Inicialmente, pensó que el collar estaba hecho de oro, pero después de una inspección más cercana, descubrió que tenía un brillo extraño con un color más claro. Parecía que alguien lo había fundido con una aleación de metales desconocidos.
Este no era el momento de analizar este collar. Zhang Heng lo miró brevemente, pasó por encima de los granjeros que lloraban y se acercó a las dos casas abandonadas. Era crucial que confirmara que nadie se escondía dentro de ellos, por lo que les echó un vistazo rápido. Seguro de que estaba solo, se subió al techo de una de las casas.
Lo que lo recibió fue una escena espectacular y misteriosa.
Fue testigo de innumerables monstruos mitad hombre, mitad pez, y monstruos con forma de rana saltando en el pantano, como delfines saltando fuera del agua. Sin embargo, estos se ven mucho más horribles que las elegantes criaturas.
Ver delfines en un bote en el mar siempre haría feliz a la gente, pero estas horribles criaturas moviéndose en el intercambio asustarían a la mayoría de la gente común hasta el punto de orinarse en los pantalones.
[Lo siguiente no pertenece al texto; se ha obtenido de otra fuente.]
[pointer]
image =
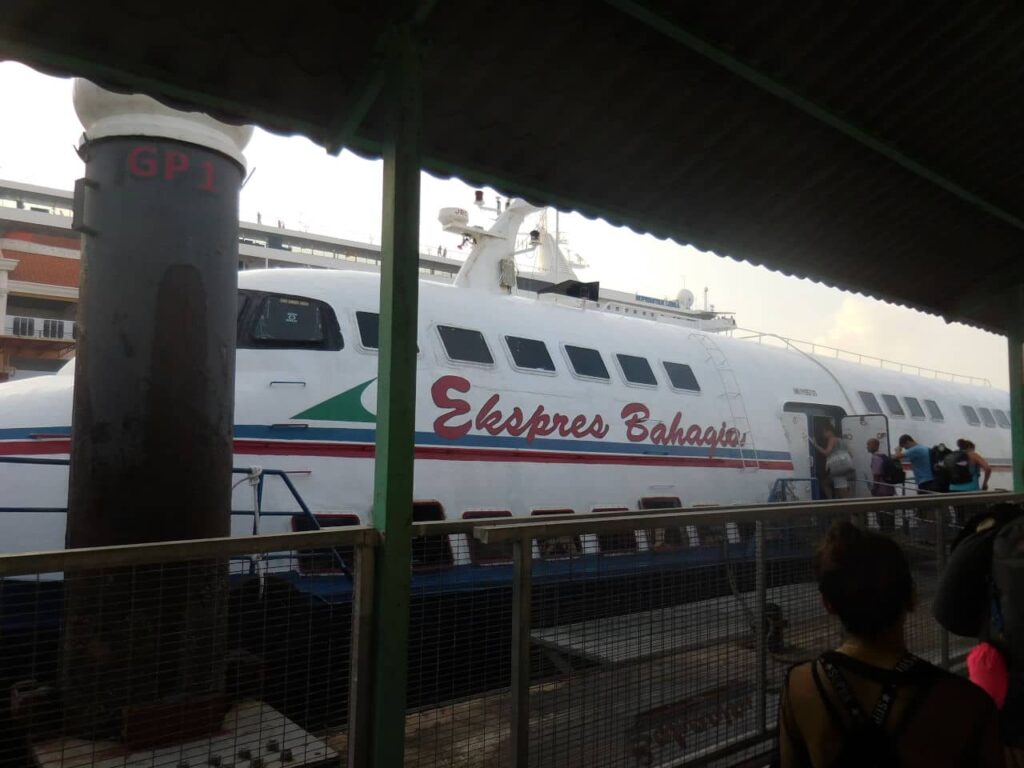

En lugar de perder el tiempo mirando boquiabierto a la multitud de monstruos debajo de él, Zhang Heng buscó apresuradamente a los que vestían túnicas y coronas doradas. Había notado a estas personas con apariencias extrañas cuando huía, y parecía que eran las mismas cerca de la iglesia cuando llegó por primera vez a la ciudad. Desempeñaron un papel de mando entre los monstruos, lo que los convirtió en de mayor estatus.
Naturalmente, Zhang Heng necesitaba matar a estos primero.
Pero quedaba poco tiempo. La primera ola de monstruos pronto llegaría a su ubicación.
Zhang Heng levantó su rifle y, con la ayuda de la luz de la luna, apuntó a uno de ellos.
un ensordecedor bang atravesó el aire. Una figura que llevaba una corona de oro tembló, cayó al suelo y no pudo volver a levantarse.
Esta vez, Zhang Heng no se molestó en admirar su muerte, cambió rápidamente la dirección de su cañón y disparó a su segundo objetivo.
Sin embargo, el tiro falló. Todo se debió a la distancia y a que este objetivo se había vuelto lo suficientemente alerta como para esquivar el disparo después de presenciar la muerte de sus dos compañeros.
El Filter Lens, o mejor dicho, la falta del mismo, fue el responsable de estos fallos. Si tan solo tuviera el dispositivo con él, habría eliminado al enemigo con un solo disparo, incluso si viniera preparado. A partir de ahora, Zhang Heng sabía que se había quedado sin tiempo para recargar su rifle. La figura de la corona dorada lo miró fijamente durante un rato. Zhang Heng luego mató a los dos monstruos que lo atacaron y saltó desde el techo.